Das russische Volk lebt ganz in der Orthodoxie und in ihrer Idee. Außer dieser ist ihm nichts und hat es nichts – und braucht es auch nichts, denn die Orthodoxie ist alles; sie ist Kirche, und Kirche ist die Krönung des Gebäudes, und zwar auf ewig. Sie denken, ich werde das jetzt zu erklären anfangen? – keineswegs! Alles später und unermüdlich. Vorläufig aber stelle ich nur die Formel auf und füge noch eine andere hinzu: Wer die Orthodoxie nicht versteht, der wird auch nie und nimmer das russische Volk verstehen. Ja, nicht nur, das: der kann das russische Volk nicht einmal lieben, sondern wird höchstens ein imaginäres Volk lieben, wie er das russische Volk in Wirklichkeit zu sehen wünscht. Und andererseits wird auch das Volk einen solchen Menschen nicht als zu ihm gehörig anerkennen: Liebst Du nicht das, was ich liebe, glaubst du nicht daran, woran ich glaube und achtest du nicht mein Heiligtum, so bist du nicht mein Bruder.
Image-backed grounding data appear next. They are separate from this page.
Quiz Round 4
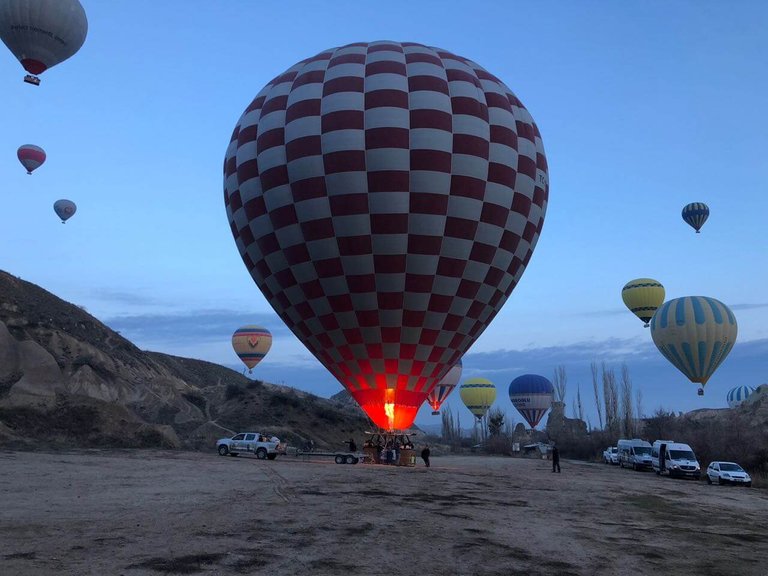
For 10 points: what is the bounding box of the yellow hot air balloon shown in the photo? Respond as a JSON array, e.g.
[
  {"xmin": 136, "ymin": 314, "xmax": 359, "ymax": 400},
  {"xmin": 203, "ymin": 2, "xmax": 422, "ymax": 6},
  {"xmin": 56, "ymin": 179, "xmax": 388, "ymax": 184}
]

Oh, das Volk wird ihm deshalb nicht zu nahe treten, wird ihn weder überfallen, noch berauben, noch verprügeln, es wird ihm nicht einmal ein böses Wort sagen. Es ist zu großmütig dazu, es kann viel aushalten und ist in Glaubenssachen duldsam. Das Volk wird den, der es anderes sehen wollte, ruhig anhören (wenn er gescheit ist und zu reden versteht), wird ihm für Ratschläge sogar danken, für die Wissenschaft, die man ihm bringt, wird sogar manchen Rat befolgen, denn das russische Volk ist großzügig und versteht, die Dinge auseinanderzuhalten. Aber als seinesgleichen wird es ihn doch nicht ansehen, seine Hand wird es ihm nicht geben und sein Herz ebenso wenig. Unsere Intelligenz aber, im finnischen Sumpf, sieht an ihm vorbei und ärgert sich, wenn man ihr sagt, dass sie das Volk nicht kenne.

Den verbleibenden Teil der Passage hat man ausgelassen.